Religious protections bill passes Michigan House
Lansing — Michiganians with deeply held religious beliefs could assert them as a legal defense against government action under legislation that cleared the state House Thursday evening.
The GOP-dominated House voted 59-50 along party lines to send Speaker Jase Bolger's proposed Religious Freedom Restoration Act to the Senate.
Bolger's House Bill 5958 would require the government to make a "compelling justification" to burden someone's ability to exercise their religious freedoms.
Rep. Vicki Barnett, D-Farmington Hills, said the legislation could create a new right for service providers to discriminate against people who don't adhere to their religious beliefs. She cited a scenario in which a pharmacist could refuse to dispense drugs to an individual who's personal decisions don't match the teachings of their faith.
"I should not be forced to follow the religion of my pharmacist," Barnett said.
Barnett and other Democrats said the bill would create legal conflicts with the state's anti-discrimination law and spawn a rash of new lawsuits.
"That's something I would concede that we simply cannot control," said Rep. Kevin Cotter, R-Mount Pleasant.
Bolger, R-Marshall, said claims by opponents that the bill creates a license to discriminate "are absolutely untrue."
The bill is modeled after the federal Religious Freedom Restoration Act signed into law in 1993 by Democratic President Bill Clinton.

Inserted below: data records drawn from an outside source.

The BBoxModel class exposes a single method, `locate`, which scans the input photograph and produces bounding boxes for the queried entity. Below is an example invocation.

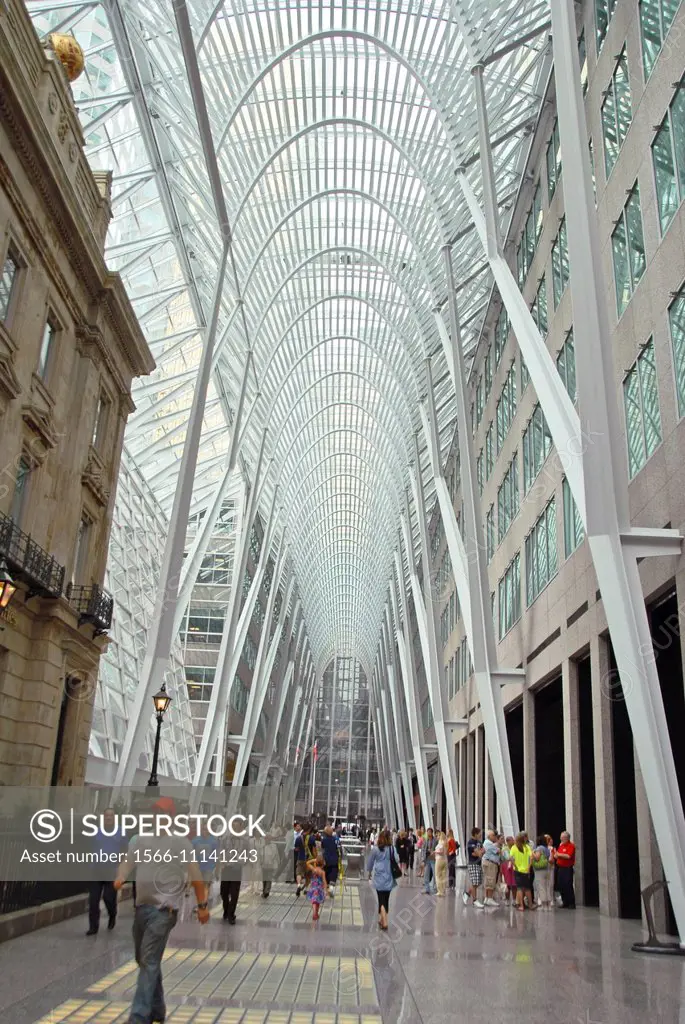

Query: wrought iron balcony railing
[66,583,113,632]
[0,509,65,598]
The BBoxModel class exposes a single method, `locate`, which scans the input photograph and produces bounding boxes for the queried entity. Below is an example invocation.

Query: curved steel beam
[265,341,418,431]
[258,294,422,405]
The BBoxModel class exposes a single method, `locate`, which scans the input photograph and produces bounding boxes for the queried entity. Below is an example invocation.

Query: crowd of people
[83,805,577,1022]
[361,824,577,928]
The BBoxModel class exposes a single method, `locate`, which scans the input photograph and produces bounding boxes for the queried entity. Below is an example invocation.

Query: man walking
[114,797,209,1024]
[86,806,125,935]
[463,827,485,908]
[556,830,576,909]
[320,824,340,898]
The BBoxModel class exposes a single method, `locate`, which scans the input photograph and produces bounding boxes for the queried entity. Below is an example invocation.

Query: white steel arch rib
[27,0,551,795]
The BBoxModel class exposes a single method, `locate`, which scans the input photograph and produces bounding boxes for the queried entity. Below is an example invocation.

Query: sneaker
[484,898,498,908]
[86,928,98,936]
[295,886,302,897]
[462,892,470,906]
[473,900,485,909]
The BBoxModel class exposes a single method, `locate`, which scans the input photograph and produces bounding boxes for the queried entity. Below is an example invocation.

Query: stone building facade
[427,0,685,930]
[0,0,153,786]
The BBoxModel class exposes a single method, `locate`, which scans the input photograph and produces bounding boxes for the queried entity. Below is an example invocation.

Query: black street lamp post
[147,683,172,788]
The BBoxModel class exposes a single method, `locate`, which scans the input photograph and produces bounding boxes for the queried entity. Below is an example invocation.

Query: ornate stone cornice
[0,0,154,384]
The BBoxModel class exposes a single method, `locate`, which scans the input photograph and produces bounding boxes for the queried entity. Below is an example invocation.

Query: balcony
[0,509,65,598]
[67,583,113,633]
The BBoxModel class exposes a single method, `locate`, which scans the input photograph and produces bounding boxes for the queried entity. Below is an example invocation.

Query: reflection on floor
[210,884,364,927]
[5,873,685,1024]
[35,1002,382,1023]
[85,949,376,1007]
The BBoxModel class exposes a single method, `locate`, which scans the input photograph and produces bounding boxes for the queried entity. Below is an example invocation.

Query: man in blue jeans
[423,828,437,894]
[114,798,209,1023]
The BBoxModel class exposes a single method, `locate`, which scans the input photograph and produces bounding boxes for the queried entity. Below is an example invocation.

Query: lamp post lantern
[147,683,172,788]
[0,559,17,611]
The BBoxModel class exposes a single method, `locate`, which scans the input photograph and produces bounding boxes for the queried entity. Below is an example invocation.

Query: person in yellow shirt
[510,833,535,912]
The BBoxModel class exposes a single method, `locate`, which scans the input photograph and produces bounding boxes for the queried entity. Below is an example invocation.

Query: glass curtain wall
[94,456,196,780]
[298,657,382,823]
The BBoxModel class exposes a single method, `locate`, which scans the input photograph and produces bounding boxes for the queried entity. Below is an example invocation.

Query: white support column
[232,584,298,794]
[290,660,315,772]
[115,246,230,787]
[344,665,355,819]
[256,659,295,786]
[383,608,416,830]
[548,0,685,942]
[283,683,303,769]
[379,679,404,828]
[190,445,273,792]
[392,553,433,828]
[370,705,392,826]
[404,469,464,853]
[173,355,255,635]
[370,679,394,826]
[421,342,521,836]
[232,552,293,785]
[326,657,338,820]
[363,697,372,819]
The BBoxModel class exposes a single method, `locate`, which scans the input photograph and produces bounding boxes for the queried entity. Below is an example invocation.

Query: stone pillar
[590,631,620,916]
[484,747,495,832]
[474,724,482,830]
[523,688,536,838]
[562,657,584,903]
[466,728,475,833]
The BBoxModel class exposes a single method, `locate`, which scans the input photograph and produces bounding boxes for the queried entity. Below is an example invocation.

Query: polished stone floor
[2,875,685,1024]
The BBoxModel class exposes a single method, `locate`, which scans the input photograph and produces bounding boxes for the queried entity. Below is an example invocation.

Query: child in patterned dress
[306,854,326,921]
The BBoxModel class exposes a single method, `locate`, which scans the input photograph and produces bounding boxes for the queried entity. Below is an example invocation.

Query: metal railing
[0,509,65,598]
[66,583,114,631]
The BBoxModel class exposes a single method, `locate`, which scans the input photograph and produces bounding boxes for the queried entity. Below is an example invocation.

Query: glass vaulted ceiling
[29,0,550,675]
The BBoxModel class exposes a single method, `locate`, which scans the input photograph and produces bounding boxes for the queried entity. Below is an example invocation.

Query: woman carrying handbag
[366,829,401,929]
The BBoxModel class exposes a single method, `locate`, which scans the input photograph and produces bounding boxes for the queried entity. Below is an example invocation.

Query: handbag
[389,848,403,880]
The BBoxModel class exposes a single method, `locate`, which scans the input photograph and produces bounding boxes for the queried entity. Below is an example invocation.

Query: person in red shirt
[447,829,459,890]
[556,831,576,909]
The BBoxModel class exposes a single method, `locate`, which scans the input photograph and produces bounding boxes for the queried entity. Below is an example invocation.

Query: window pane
[669,292,685,417]
[672,88,685,202]
[640,0,662,77]
[612,217,630,316]
[624,368,646,476]
[653,120,679,232]
[626,188,646,288]
[0,251,19,322]
[537,277,548,334]
[602,87,618,177]
[37,318,56,379]
[615,53,632,149]
[638,340,662,457]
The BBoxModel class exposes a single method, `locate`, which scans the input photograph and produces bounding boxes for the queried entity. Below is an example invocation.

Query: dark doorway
[577,656,599,906]
[50,675,80,786]
[534,677,565,844]
[506,703,524,829]
[648,589,685,936]
[609,644,641,919]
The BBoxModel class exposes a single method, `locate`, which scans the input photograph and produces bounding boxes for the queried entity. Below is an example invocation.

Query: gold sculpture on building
[45,32,85,82]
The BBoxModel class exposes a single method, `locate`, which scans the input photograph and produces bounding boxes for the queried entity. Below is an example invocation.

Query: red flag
[313,739,318,762]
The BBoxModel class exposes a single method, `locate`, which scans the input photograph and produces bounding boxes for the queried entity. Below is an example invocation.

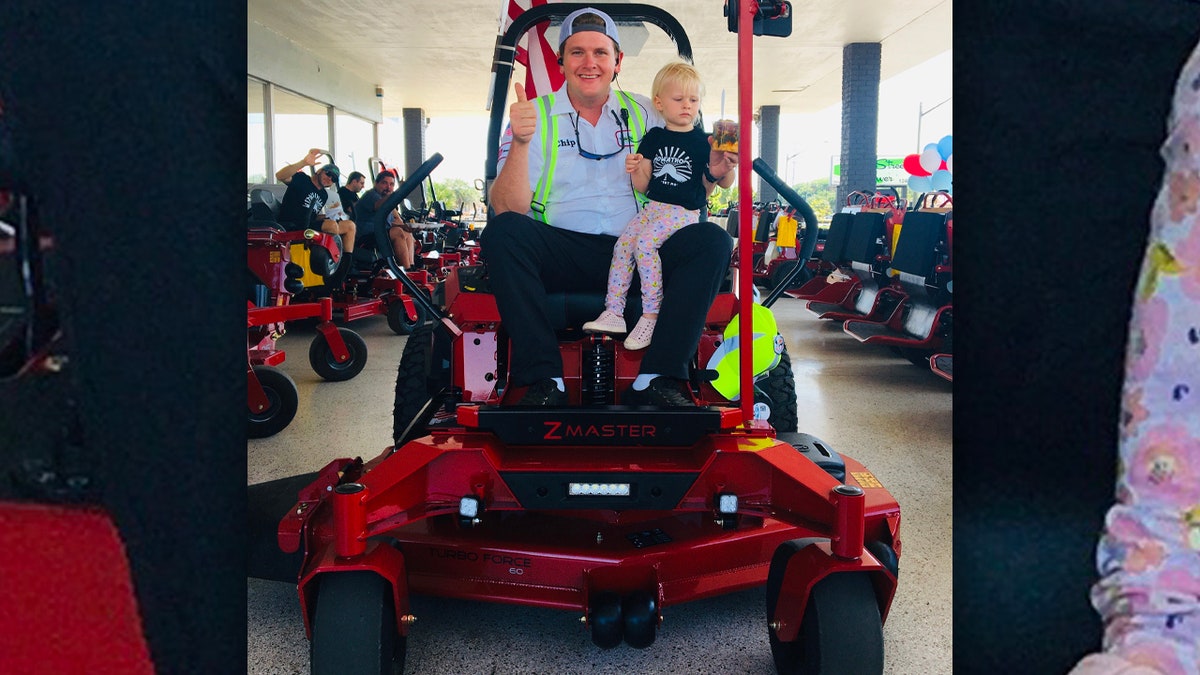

The U.S. Supreme Court later found law doesn't apply to state-level statutes.
"Claims that this is unchartered territory ... are untrue," Bolger said on the House floor. "This is not new."
Bolger said the bill provides the same religious liberties that were afforded to incarcerated inmates in 2000.
"I am asking you today to give Michigan's law abiding citizens the same protections as Michigan's incarcerated felons have," Bolger said before the vote.
The House Judiciary Committee passed the bill 7-4 along party lines Thursday morning.
In testifying before the committee, Bolger cited incidents around the country in which people have claimed the government is interfering with their religious beliefs through enforcement of different laws and ordinances. Those examples include a Jewish family objecting to an autopsy of a slain family member — as often required by law — because the mutilation of the corpse violates their religious beliefs.
Frederick Hoffman, an attorney at Clark Hill PLC in Detroit, testified against the bill, saying it would only lead to new court battles over whose rights prevail in claims of discrimination.
"My colleagues in the legal profession have found that there's lots of new business as a result of passing this legislation," Hoffman said.
Hoffman testified personally against the bill. But he's part of the Michigan Competitive Workforce Coalition, a group of 80 businesses urging the Legislature add gay, lesbian, bisexual and transgender under the umbrella of the state's anti-discrimination law.
Republicans on the committee defeated a Democratic amendment that would have prevented an individual from using the religious freedom law as a defense for not abiding by the Elliott-Larsen Civil Rights Act.
"Any changes in this law that could send a signal — real or perceived — that Michigan is less open and could negatively impact our business community," Hoffman told the committee.
Democrats who voted against the bill said it would allow people to assert religious beliefs in discriminating against gays and lesbians.
"I believe it provides a license to discriminate," said Rep. Jeff Irwin, D-Ann Arbor.
Bolger has declared legislation adding gays and lesbians to the civil rights law is dead for this session because Democrats refuse to vote for the bill without added protection for transgender individuals.